Freddie Gray ran from a police officer for unknown reasons. He was chased and detained by officers, who then found a switchblade on him. They arrested him despite his screams of pain, and then, within an hour when he was pulled out of the police van, his spine had somehow been mostly severed. A week later, Freddie Gray was dead. What happened to him? What did he do? What did the officers who had him in custody do? How did he sustain such unusual and severe injuries? We do not know. Baltimore does not know. But Freddie Gray is certainly not the first life lost to police violence. This is certainly not the first complaint of brutal policing against the Baltimore Police Department, or police departments in general. So why then, when regularly employing violence, do city officials find it nonsensical that Baltimore is rising up in anger?

Where were the calls for peace and non-violence when our supposed protectors murdered Freddie Gray? In Baltimore, there were no calls for peace and non-violence when Herriel Lyles, Starr Brown, and Venus Green were assaulted. There were no calls for peace and non-violence when Dondi Johnson Sr. and Jeffrey Alston were severely and irreversibly injured. Across the country, where were the calls for peace and non-violence before the senseless deaths of Tamir Rice, Walter Scott, Amadou Diallo, Akai Gurley, Eric Garner, Michael Brown, Yvette Smith, Rekia Boyd, Lamia Beard, Kimani Gray, Shantel Davis, Oscar Grant, Sean Bell, Eleanor Bumpurs, Pearlie Smith, and hundreds upon thousands of others?

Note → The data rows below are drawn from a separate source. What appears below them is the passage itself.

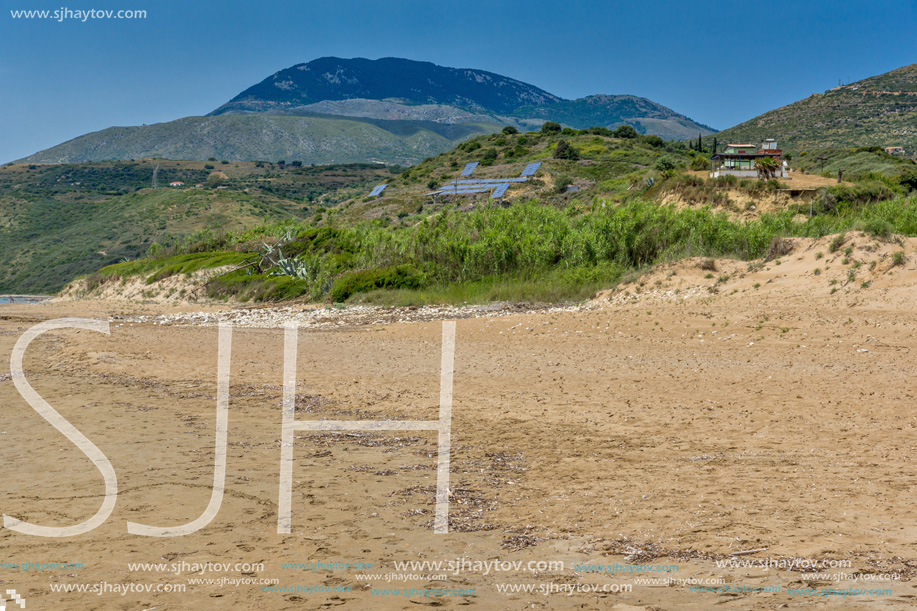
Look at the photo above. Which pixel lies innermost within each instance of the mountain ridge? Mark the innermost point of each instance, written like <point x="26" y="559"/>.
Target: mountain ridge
<point x="879" y="110"/>
<point x="393" y="110"/>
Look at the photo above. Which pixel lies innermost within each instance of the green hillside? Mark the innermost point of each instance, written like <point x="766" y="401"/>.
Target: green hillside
<point x="311" y="139"/>
<point x="646" y="116"/>
<point x="60" y="221"/>
<point x="877" y="111"/>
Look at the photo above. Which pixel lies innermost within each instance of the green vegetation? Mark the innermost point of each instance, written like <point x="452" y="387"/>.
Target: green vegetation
<point x="523" y="251"/>
<point x="61" y="221"/>
<point x="877" y="111"/>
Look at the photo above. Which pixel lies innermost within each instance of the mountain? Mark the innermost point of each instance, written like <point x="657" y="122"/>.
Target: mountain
<point x="880" y="110"/>
<point x="332" y="78"/>
<point x="58" y="221"/>
<point x="646" y="116"/>
<point x="313" y="139"/>
<point x="392" y="110"/>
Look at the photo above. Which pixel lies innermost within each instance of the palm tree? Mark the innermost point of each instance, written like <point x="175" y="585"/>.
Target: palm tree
<point x="767" y="167"/>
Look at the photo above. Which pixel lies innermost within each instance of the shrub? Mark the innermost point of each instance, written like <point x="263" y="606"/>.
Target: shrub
<point x="600" y="131"/>
<point x="565" y="151"/>
<point x="908" y="180"/>
<point x="666" y="165"/>
<point x="779" y="247"/>
<point x="878" y="228"/>
<point x="562" y="182"/>
<point x="398" y="277"/>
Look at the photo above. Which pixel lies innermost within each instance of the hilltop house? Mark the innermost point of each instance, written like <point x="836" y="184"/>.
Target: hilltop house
<point x="739" y="160"/>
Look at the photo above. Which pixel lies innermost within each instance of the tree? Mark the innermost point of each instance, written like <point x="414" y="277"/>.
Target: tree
<point x="766" y="166"/>
<point x="565" y="151"/>
<point x="666" y="165"/>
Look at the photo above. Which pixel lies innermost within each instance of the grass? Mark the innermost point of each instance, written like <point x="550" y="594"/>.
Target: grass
<point x="525" y="252"/>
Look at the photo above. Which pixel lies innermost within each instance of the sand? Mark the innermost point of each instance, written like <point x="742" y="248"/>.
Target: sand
<point x="675" y="421"/>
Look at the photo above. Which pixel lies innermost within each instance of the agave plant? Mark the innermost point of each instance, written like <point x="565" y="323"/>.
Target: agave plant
<point x="767" y="167"/>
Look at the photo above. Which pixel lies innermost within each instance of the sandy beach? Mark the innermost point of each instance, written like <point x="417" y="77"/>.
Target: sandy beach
<point x="721" y="430"/>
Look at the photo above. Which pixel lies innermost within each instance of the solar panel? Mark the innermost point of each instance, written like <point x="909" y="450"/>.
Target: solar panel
<point x="469" y="168"/>
<point x="500" y="191"/>
<point x="468" y="191"/>
<point x="484" y="181"/>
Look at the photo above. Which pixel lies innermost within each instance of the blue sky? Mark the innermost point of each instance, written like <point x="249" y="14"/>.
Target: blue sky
<point x="719" y="63"/>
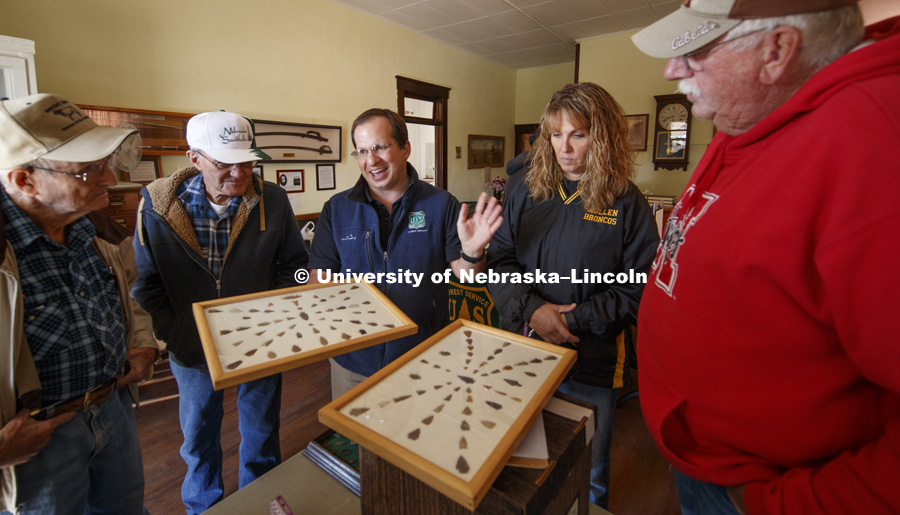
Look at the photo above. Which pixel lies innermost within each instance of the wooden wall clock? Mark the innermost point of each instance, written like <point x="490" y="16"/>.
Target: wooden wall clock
<point x="672" y="132"/>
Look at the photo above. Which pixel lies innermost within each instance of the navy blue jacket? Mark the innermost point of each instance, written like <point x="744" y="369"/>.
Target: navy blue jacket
<point x="424" y="241"/>
<point x="265" y="249"/>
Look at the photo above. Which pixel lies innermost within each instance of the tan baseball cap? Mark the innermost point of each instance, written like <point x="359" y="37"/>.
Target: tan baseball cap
<point x="699" y="22"/>
<point x="51" y="127"/>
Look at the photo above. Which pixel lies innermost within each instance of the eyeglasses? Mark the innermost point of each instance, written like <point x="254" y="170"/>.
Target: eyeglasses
<point x="693" y="55"/>
<point x="245" y="166"/>
<point x="90" y="173"/>
<point x="379" y="149"/>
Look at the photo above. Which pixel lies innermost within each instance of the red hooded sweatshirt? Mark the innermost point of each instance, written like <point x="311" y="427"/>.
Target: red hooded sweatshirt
<point x="769" y="330"/>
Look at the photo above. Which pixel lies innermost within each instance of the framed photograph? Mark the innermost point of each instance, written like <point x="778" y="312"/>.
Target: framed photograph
<point x="523" y="132"/>
<point x="325" y="177"/>
<point x="670" y="144"/>
<point x="291" y="180"/>
<point x="452" y="410"/>
<point x="148" y="170"/>
<point x="637" y="131"/>
<point x="486" y="151"/>
<point x="302" y="143"/>
<point x="252" y="336"/>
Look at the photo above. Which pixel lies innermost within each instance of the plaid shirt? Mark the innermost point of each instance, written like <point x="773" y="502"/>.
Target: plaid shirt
<point x="212" y="230"/>
<point x="73" y="314"/>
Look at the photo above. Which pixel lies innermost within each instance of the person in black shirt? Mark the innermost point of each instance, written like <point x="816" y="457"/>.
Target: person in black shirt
<point x="576" y="213"/>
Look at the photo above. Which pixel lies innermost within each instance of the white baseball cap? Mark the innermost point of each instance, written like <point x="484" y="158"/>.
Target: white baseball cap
<point x="49" y="126"/>
<point x="224" y="136"/>
<point x="699" y="22"/>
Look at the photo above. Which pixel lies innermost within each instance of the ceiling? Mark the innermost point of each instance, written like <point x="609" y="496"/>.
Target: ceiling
<point x="517" y="33"/>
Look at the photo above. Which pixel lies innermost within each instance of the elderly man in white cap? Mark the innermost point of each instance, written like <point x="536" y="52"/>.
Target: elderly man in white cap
<point x="212" y="230"/>
<point x="71" y="335"/>
<point x="768" y="330"/>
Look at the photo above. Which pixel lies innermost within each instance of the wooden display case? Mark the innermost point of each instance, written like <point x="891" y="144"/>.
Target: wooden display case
<point x="252" y="336"/>
<point x="451" y="411"/>
<point x="123" y="203"/>
<point x="560" y="489"/>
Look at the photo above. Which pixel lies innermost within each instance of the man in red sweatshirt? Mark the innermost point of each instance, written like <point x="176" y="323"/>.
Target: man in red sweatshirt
<point x="769" y="327"/>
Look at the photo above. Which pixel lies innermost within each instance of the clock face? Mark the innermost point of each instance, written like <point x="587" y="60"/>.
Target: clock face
<point x="673" y="117"/>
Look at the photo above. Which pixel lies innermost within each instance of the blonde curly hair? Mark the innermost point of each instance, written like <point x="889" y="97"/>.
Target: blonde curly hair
<point x="609" y="164"/>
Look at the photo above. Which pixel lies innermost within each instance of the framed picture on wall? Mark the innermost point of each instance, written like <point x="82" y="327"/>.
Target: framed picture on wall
<point x="486" y="151"/>
<point x="291" y="180"/>
<point x="148" y="170"/>
<point x="325" y="177"/>
<point x="637" y="131"/>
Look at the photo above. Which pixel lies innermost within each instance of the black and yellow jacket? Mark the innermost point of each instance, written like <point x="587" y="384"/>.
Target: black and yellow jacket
<point x="558" y="237"/>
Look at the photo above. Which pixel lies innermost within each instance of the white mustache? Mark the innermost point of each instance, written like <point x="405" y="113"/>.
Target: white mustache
<point x="688" y="87"/>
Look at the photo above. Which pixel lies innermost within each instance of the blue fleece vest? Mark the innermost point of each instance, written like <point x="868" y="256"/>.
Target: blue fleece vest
<point x="418" y="244"/>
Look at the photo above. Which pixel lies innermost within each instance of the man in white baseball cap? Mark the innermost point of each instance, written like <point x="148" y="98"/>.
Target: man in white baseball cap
<point x="72" y="336"/>
<point x="770" y="377"/>
<point x="213" y="230"/>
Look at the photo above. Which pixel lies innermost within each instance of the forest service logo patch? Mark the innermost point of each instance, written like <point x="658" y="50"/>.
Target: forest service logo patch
<point x="417" y="220"/>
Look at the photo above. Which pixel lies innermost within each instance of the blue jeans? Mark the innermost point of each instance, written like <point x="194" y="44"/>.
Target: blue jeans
<point x="605" y="400"/>
<point x="91" y="465"/>
<point x="700" y="498"/>
<point x="200" y="410"/>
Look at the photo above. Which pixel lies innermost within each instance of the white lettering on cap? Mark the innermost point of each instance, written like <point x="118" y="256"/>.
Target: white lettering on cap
<point x="702" y="29"/>
<point x="233" y="134"/>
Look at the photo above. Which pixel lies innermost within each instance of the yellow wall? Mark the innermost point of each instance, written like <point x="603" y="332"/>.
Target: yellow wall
<point x="311" y="61"/>
<point x="633" y="78"/>
<point x="535" y="86"/>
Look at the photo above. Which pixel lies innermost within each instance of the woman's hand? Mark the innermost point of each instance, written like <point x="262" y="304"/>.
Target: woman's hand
<point x="549" y="321"/>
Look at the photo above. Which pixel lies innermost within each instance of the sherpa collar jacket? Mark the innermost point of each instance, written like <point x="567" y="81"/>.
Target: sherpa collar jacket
<point x="264" y="251"/>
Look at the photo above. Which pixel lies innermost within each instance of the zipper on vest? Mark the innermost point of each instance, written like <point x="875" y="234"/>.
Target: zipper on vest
<point x="369" y="250"/>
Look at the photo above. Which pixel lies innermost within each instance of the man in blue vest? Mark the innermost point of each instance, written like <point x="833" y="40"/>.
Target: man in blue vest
<point x="390" y="222"/>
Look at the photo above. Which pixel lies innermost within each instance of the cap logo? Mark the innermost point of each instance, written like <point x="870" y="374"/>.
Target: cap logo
<point x="69" y="111"/>
<point x="235" y="134"/>
<point x="702" y="30"/>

People with privilege, people without context, focus in on the rioting and place blame on the victims. They see damaged property and begin equating the anger and struggle of an oppressed community of color with savagery and animalistic behavior. They begin quoting Dr. King as if saying, “See, even one of your own knew better.” They completely miss the point. Non-violence was never intended to be another instrument with which the status quo could contain the oppressed masses. Even Dr. King said:

“It is not enough for me to stand before you tonight and condemn riots. It would be morally irresponsible for me to do that without, at the same time, condemning the contingent, intolerable conditions that exist in our society. These conditions are the things that cause individuals to feel that they have no other alternative than to engage in violent rebellions to get attention. And I must say tonight that a riot is the language of the unheard. And what is it America has failed to hear? It has failed to hear that the plight of the negro poor has worsened over the last twelve or fifteen years. It has failed to hear that the promises of freedom and justice have not been met. And it has failed to hear that large segments of white society are more concerned about tranquility and the status quo than about justice and humanity.”

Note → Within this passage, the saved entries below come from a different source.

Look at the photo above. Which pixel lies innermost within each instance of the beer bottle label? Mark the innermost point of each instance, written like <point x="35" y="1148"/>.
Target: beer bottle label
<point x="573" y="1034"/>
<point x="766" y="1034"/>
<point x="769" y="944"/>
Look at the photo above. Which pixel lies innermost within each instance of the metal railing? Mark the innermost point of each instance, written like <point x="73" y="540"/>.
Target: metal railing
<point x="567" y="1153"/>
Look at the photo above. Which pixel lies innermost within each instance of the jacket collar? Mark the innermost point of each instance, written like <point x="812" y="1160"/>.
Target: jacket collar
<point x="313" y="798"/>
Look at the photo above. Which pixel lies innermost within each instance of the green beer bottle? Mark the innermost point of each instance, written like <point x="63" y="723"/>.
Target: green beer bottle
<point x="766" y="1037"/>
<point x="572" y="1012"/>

Is it not frightening how true these words still ring?

In Baltimore, city officials are calling for non-violence while the city itself is brutally beating and killing its citizens. This is hypocrisy. Reprimanding the oppressed for reacting “violently” to a violent system is hypocrisy. Reprimanding people whose very lives are at jeopardy for no other reason then the color of their skin, because of some damaged property, is ludicrous. This is not about justifying violence, or justifying riots. It is about understanding that anger and upheaval are results of a system that has shown nothing but malice. It is about understanding the fear of sending your child out to buy groceries, and knowing there is a chance he or she will be slain at the hands of the law itself. It is about understanding the deep-rooted frustration of knowing that the system that is meant to protect you is the very system that has always, and will always, continue to keep you down. It’s about valuing the lives of our brethren over the welfare of property. It is about overturning the status quo. It is about understanding the struggle.

No justice, no peace. Know justice, know peace.